8 de febrero de 2012

Charles Dickens. El agitador de conciencias (2)




Los biógrafos de Charles Dickens coinciden en apuntar que el novelista inglés fue un trabajador incansable al que movía una energía arrolladora, la que le impelió a escribir su prolífica obra literaria –  que comprende no sólo las novelas que inmortalizaron su nombre, sino también piezas teatrales y libros de viajes – y a involucrarse en numerosísimas actividades.

Conviene destacar, entre esas actividades, la organización de producciones teatrales – de hecho, el propio Dickens había acariciado en su día la idea de convertirse en actor; la difusión, a través de diferentes semanarios, de autores no conocidos; su participación en la administración de diversas sociedades caritativas; la creación de un periódico de vida efímera; y, sobre todo, su presencia en numerosos seminarios, en los cuales, con un público totalmente rendido a sus pies, solía escenificar sus propias obras adoptando diferentes voces para recrear a los personajes que poblaban las páginas de sus libros.

Esas ponencias y sus ansias por conocer mundo propiciaron que Dickens se embarcara en varios viajes que lo llevaron al otro lado del Atlántico - a Estados Unidos, país al que acudió no sólo para participar en esos seminarios, sino también para iniciar su personal cruzada en pos de la defensa de los derechos de autor – y por Europa, especialmente Francia, donde pudo conocer a escritores como Alejandro Dumas y Julio Verne.

La obra de Charles Dickens, como la de tantos otros escritores consagrados, no ha estado exenta, ni en el momento en que fue editada ni ahora, de las críticas más diversas. De hecho, sus detractores le han reprochado no pocas veces su tendencia hacia el maniqueísmo, el uso casi constante de la redención ejemplarizante - fruto de una fe religiosa que se mantuvo inquebrantable hasta el fin de sus días –, o la falta de continuidad narrativa de la que adolecen sus primeras obras – consecuencia lógica de la edición por entregas, que, a veces y dependiendo de la reacción de sus lectores, obligaba al autor de David Copperfield a variar el curso de la historia que en ese momento estuviera escribiendo.

Además, su escasa preparación académica, que Dickens suplió a base de grandes dosis de autodidactismo y de voracidad lectora, fue óbice para que otros escritores arremetieran contra su obra. Sin embargo, quizá fueran Henry James – que tachó de grotescos y estereotipados los personajes dickesianos- y Oscar Wilde - a quien el sentimentalismo de la obra de Dickens le resultó siempre excesivo - los autores que han vertido las críticas más afiladas al trabajo del autor de Oliver Twist.

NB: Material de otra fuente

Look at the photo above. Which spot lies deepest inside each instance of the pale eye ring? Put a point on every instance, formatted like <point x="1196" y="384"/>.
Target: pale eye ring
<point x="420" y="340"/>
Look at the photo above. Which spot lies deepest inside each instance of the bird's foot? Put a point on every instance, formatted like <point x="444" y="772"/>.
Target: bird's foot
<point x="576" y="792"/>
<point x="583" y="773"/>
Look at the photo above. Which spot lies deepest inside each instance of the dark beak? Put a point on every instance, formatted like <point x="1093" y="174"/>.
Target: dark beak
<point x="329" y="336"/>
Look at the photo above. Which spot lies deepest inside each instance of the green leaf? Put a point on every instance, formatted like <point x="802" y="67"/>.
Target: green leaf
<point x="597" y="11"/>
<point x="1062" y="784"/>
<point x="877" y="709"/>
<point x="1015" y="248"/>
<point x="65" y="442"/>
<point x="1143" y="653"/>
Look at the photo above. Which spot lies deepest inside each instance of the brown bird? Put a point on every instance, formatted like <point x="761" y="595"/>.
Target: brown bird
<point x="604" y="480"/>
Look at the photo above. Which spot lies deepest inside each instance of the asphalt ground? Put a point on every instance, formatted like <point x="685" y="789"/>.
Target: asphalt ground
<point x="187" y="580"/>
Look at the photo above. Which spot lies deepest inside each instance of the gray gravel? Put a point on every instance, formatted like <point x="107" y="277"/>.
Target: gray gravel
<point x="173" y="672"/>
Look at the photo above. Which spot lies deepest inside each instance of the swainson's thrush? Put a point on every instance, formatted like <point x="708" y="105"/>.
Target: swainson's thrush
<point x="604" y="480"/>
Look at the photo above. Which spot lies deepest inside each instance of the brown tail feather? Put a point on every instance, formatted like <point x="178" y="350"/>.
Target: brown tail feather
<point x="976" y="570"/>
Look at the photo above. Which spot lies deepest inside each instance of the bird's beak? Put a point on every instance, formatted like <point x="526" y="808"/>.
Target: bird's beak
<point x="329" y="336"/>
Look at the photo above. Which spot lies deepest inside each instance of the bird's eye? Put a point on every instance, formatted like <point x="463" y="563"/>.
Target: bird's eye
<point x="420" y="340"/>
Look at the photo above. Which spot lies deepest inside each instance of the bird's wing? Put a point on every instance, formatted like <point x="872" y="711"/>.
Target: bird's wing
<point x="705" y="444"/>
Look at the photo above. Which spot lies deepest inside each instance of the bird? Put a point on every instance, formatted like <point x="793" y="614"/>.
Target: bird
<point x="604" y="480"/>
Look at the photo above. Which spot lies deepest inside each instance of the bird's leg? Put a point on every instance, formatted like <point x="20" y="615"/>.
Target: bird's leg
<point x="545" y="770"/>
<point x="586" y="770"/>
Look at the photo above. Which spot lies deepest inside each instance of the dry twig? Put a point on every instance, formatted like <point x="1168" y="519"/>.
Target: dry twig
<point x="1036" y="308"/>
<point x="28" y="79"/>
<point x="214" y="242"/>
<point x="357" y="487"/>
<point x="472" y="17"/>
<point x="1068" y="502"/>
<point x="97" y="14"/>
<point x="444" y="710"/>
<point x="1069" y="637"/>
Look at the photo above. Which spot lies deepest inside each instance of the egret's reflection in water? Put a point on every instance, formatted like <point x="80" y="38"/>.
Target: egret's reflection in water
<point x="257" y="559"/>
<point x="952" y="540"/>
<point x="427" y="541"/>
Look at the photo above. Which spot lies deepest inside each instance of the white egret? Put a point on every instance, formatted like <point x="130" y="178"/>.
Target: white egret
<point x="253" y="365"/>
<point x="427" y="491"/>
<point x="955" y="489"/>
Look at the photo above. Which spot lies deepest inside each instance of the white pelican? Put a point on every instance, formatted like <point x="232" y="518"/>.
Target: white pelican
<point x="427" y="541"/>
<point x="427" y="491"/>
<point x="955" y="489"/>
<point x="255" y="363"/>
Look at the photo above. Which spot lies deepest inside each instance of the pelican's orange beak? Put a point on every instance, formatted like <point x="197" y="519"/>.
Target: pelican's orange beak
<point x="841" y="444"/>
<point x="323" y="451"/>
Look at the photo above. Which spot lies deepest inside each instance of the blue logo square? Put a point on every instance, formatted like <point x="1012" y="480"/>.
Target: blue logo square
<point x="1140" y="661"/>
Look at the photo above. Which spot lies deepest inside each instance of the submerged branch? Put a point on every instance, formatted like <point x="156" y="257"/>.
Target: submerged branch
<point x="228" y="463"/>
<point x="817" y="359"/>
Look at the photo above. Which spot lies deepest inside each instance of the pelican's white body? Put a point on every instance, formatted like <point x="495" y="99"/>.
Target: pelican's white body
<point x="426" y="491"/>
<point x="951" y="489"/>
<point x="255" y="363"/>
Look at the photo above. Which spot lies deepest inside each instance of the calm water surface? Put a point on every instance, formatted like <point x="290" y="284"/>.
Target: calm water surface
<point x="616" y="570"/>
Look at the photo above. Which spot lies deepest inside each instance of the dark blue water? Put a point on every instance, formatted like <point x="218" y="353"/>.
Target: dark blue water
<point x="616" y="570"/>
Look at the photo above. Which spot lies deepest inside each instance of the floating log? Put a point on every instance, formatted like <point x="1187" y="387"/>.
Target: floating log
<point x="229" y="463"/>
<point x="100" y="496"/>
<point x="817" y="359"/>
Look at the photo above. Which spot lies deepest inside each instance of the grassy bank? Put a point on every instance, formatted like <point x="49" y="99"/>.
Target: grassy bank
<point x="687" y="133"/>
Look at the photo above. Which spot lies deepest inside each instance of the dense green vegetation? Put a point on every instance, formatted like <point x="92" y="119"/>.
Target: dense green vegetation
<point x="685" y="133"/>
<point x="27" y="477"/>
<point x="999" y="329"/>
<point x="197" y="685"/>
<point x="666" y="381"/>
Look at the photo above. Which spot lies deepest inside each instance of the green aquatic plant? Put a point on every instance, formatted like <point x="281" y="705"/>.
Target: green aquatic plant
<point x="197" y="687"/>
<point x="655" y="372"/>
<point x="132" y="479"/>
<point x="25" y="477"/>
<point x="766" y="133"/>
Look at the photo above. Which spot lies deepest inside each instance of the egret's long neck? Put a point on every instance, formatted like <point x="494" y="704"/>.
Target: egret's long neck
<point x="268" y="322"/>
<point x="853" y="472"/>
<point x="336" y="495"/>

Lo que hoy nadie puede negar, sin embargo, es que Dickens posiblemente sea el mejor cronista de su tiempo. Un escritor virtuoso cuya pluma supo retratar con maestría Londres y sus gentes, especialmente las clases más desfavorecidas de la sociedad.

Para ese retrato de la época que le tocó vivir, Dickens se valió de la ironía y el humor; sin embargo, el dramatismo fue su arma más eficaz para alzar su voz contra las injusticias de su tiempo, convirtiéndose en un crítico feroz y en un auténtico agitador de conciencias, por lo que hoy, quizá más que nunca, sea un buen momento para releer sus libros y participar, de una u otra forma, en los fastos que conmemoran su nacimiento.